GUIMARÃES - Como você diz, Nabuco foi principalmente um reformador social, e é importante lembrar que sempre atuou dentro dos limites institucionais. Seu prestígio internacional veio em grande parte do apoio que teve de instituições estrangeiras, como a "Anti-Slavery Society" [Sociedade Antiescravista], que o respaldou na luta contra a escravidão no Brasil. Nesse sentido, não vejo paradoxo entre sua origem, as relações que estabeleceu fora do Brasil e sua atuação a favor da abolição. O que fez foi atravessar uma barreira ideológica que muitos outros homens bem-nascidos como ele não atravessaram. Na biografia "Joaquim Nabuco - Os Salões e as Ruas", baseada em excelente pesquisa documental, Angela Alonso mostra muito bem a inserção social e a trajetória de Joaquim Nabuco. Apesar do berço aristocrático, ele tinha relativamente poucos recursos financeiros e passou boa parte da vida correndo atrás do seu sustento e do sustento da sua família. Era um aristocrata que teve de aprender a trabalhar, o que não é qualquer coisa no contexto escravista. Talvez isso ajude a compreender as aproximações que fez ou a simpatia que desenvolveu pelos que estavam à margem.

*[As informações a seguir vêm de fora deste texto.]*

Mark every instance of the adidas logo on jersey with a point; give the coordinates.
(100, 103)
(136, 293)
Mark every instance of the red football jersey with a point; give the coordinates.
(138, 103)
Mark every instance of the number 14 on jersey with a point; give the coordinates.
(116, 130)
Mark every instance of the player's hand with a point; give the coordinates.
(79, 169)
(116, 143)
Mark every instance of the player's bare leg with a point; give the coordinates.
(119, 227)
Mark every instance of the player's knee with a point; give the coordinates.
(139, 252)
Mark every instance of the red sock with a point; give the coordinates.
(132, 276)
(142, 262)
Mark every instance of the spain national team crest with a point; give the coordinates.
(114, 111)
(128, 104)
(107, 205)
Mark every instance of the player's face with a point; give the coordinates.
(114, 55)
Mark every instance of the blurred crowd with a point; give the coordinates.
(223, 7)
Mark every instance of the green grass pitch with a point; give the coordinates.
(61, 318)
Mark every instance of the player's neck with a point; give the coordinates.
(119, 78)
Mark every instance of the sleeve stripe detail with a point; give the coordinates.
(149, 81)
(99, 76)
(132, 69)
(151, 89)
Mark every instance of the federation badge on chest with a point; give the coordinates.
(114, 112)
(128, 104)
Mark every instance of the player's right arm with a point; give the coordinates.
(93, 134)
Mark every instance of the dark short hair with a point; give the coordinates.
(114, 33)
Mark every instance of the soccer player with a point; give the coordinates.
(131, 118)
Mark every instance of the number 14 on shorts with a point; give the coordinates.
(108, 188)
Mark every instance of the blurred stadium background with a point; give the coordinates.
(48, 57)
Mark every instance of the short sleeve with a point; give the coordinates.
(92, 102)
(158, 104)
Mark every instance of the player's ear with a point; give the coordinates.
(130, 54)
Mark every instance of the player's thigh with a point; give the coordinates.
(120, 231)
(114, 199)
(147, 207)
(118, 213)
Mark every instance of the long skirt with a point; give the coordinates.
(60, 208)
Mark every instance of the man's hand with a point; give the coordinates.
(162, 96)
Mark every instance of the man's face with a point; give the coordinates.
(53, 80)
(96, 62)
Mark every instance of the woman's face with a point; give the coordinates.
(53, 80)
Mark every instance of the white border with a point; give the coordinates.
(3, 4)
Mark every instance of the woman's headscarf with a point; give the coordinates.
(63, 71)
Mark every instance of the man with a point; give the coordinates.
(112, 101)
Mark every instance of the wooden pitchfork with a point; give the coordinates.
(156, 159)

FOLHA - Mário de Andrade fez referência à chamada "moléstia de Nabuco", decorrente da formação, do fascínio e do sentimento de identificação que o estadista nutria pela Europa e, depois, pelos EUA, um pouco em detrimento do Brasil. Neste sentido, Nabuco seria uma espécie de antibrasileiro?

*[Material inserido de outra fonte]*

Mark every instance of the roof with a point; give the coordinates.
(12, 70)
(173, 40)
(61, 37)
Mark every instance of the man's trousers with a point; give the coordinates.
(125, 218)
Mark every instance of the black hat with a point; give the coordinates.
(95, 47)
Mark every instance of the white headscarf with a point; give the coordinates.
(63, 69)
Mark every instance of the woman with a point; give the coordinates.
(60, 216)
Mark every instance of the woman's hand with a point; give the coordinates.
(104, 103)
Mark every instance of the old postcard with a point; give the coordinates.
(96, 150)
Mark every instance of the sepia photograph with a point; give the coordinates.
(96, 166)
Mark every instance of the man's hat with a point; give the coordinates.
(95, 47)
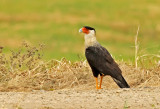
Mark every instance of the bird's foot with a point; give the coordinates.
(98, 88)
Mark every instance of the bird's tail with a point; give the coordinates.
(121, 82)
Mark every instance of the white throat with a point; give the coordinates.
(90, 39)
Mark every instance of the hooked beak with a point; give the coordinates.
(80, 30)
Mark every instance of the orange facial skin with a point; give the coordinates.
(85, 30)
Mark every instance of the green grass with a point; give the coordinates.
(56, 23)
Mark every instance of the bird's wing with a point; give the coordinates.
(101, 59)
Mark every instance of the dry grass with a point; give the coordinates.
(24, 70)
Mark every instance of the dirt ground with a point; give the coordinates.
(134, 98)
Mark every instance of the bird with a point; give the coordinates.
(100, 60)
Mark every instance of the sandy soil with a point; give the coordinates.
(138, 98)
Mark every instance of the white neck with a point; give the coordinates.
(90, 40)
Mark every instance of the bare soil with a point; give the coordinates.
(134, 98)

GUIMARÃES - Certamente havia um forte traço mundano e até deslumbrado em Nabuco. Era desses que, surgindo oportunidade, fazem questão de tagarelar em francês e inglês. Nesse sentido, é um tipo da elite brasileira que até hoje tem seus insignes representantes. Mas, sem dúvida, era um homem que tinha compromisso com o Brasil, ou pelo menos com um certo Brasil, que de todo modo era mais amplo e menos horrível que o Brasil vislumbrado pela maioria dos seus contemporâneos.
FOLHA - Esta influência externa na personalidade de Nabuco reitera certa visão do país como periferia do Ocidente?

GUIMARÃES - Muitos dos conflitos pessoais e intelectuais vividos por Nabuco têm a ver com os dramas de certo estrato da elite brasileira intelectualizada, que vive dilacerada entre a crença profunda de pertencer a uma certa ideia de Ocidente e o sentimento igualmente profundo de estar à margem desse mesmo Ocidente.